W3C home > Mailing lists > Public > www-international@w3.org > January to March 2012

Re: How to language tag language tags?

From: Kent Karlsson <kent.karlsson14@telia.com>
Date: Thu, 05 Jan 2012 16:21:44 +0100
To: Leif Halvard Silli <xn--mlform-iua@xn--mlform-iua.no>, 'WWW International' <www-international@w3.org>
CC: Stephane Bortzmeyer <bortzmeyer@nic.fr>
Message-ID: <CB2B7E98.1C8E7%kent.karlsson14@telia.com>

Den 2012-01-05 12:07, skrev "Leif Halvard Silli"

> If I wanted to create a HTML version of the language subtag registry,

You're not the first to have a similar idea.

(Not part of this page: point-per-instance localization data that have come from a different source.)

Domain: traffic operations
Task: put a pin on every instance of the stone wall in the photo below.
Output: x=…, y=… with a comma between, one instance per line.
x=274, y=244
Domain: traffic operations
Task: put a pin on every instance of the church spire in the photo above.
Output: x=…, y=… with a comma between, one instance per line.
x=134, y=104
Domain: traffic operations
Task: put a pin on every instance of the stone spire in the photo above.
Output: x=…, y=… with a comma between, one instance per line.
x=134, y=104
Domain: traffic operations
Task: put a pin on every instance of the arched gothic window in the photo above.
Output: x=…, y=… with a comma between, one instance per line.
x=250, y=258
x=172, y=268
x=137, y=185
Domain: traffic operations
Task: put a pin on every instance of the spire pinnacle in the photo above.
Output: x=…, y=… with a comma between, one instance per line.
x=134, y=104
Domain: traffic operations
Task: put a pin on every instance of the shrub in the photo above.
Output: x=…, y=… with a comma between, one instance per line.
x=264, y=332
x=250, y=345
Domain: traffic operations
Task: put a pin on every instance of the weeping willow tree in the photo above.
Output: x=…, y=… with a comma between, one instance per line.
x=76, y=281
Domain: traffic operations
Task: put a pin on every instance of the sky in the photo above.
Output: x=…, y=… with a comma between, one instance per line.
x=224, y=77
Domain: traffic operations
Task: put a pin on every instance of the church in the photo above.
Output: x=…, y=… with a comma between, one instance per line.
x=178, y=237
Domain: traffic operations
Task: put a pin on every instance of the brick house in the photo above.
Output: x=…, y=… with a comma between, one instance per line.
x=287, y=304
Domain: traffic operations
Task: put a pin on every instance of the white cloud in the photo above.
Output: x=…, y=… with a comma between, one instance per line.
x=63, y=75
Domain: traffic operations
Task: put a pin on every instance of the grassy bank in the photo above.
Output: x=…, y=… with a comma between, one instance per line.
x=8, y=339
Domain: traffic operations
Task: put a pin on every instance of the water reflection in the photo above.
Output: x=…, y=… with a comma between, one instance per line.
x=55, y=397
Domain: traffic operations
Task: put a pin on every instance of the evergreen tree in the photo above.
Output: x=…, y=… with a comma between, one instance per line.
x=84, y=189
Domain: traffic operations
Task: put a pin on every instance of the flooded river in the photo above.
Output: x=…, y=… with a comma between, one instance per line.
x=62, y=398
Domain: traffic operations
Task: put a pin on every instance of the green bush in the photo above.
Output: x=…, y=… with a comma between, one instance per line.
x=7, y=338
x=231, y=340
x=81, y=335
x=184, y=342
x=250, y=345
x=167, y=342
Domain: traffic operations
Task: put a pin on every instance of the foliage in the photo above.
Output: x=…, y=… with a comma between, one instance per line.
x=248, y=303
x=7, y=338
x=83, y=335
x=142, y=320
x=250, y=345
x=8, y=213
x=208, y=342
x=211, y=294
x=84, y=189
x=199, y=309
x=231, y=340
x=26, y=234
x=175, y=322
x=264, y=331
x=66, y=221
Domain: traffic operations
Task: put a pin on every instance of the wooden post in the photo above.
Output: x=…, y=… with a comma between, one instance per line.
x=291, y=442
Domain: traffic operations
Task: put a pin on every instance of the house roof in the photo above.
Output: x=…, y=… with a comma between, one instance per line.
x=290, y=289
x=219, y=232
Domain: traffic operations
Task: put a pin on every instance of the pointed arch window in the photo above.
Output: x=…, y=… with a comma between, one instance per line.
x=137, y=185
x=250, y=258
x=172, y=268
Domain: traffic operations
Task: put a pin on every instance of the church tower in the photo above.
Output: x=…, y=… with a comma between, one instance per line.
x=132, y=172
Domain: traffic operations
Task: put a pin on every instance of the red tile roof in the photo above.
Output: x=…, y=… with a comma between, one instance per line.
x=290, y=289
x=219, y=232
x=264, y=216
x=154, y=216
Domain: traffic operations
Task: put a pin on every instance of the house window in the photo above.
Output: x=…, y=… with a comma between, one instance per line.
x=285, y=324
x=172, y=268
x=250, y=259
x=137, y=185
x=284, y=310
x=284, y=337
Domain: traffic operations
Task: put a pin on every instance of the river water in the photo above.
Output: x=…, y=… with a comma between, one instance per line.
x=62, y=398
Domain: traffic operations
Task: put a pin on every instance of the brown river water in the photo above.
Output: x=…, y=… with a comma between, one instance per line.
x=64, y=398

See

> then I would tag the entire registry with lang="en" (<html lang="en">),

Most of the names and all comments are (sort of) in English. Though it
might be hard to argue that (e.g.) "ǁani" (malwritten as "//Ani") is
really English.

In addition some of the language (alternative) names ("descriptions")
are definitely not English. E.g. "finlandssvenskt teckenspråk",
"suomenruotsalainen viittomakieli". Don't ask me why the ISO 639-3
registry took in these particular non-English alternative names, when
it has not done so in general.

Further, the entire registry is in a strictly controlled formal
language, even though the field names are English words. Compare
most programming languages (and HTML for that matter). Even though
most key words, and even most variable names are "sort of English",
a computer program in programming language so-and-so isn't in English.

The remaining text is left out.